Brzmiało to dość śmiało. Zacząłem wyjaśniać, co miał na myśli.
„Zakochałem się, gdy zabrałem ją ze sobą na wakacje po raz pierwszy” – powiedział. „To była zwyczajna Tajlandia – nic specjalnego, ale ona tam lśniła jak żarówka!” Interesowała się wszystkim, wszystko było super, nawet uśmiechała się przez sen! Wszystkie inne kobiety już wszystko widziały, były wszędzie, wszystko wydaje im się nudne, zwyczajne, nic nie jest interesujące… Woziłem moją byłą dziewczynę po Europie. W programie wycieczki samochodowe do różnych krajów oraz rejs jachtem. Nic jej nie cieszyło, wszystko traktowała jak coś oczywistego, jakbym był zobowiązany za wszystko zapłacić, a potem wpadła w szał, gdy odmówiłem kupienia jej torebki Louis Vuitton – wygadała się wszystkim swoim koleżankom, jaki ze mnie dupek.
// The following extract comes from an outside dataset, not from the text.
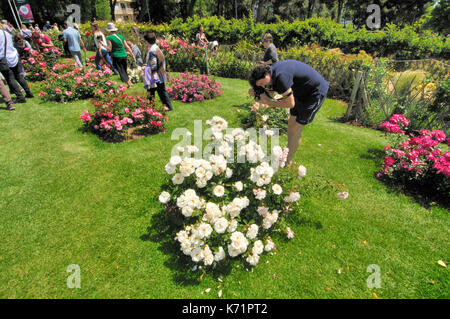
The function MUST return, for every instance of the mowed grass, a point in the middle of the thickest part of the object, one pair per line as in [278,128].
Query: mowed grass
[68,198]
Nie żal mi pieniędzy, po prostu takie zachowanie i postawa są irytujące. „Wtedy dosłownie zatrułem człowieka” – podzielił się mój przyjaciel.
I słuchałam i przypominałam sobie wszystkie moje znajome, królowe po trzydziestce, które – jak opisują mężczyźni – idą przez życie z dziko zadartymi i lekko zmarszczonymi nosami, pozycjonując się jako „drogie i bogate” – czyli takie, które już wszystko widziały, wszystko wiedzą, niczemu nie są zaskoczone i zadowolone tylko z czegoś dziko superluksusowego… Uważają, że im więcej roszczeń wygłoszą i pokażą – tym więcej dostaną, choć w rzeczywistości, z powodu swojej arogancji i królewskiego pozycjonowania, nie zostają wybrane.
Co powstrzymuje Cię przed otwarciem się na chwilę obecną i bezpośrednim cieszeniem się nią „tu i teraz”, za każdym razem odkrywając na nowo życie tak, jakbyś miał 18 lat, nawet jeśli już tak nie jest?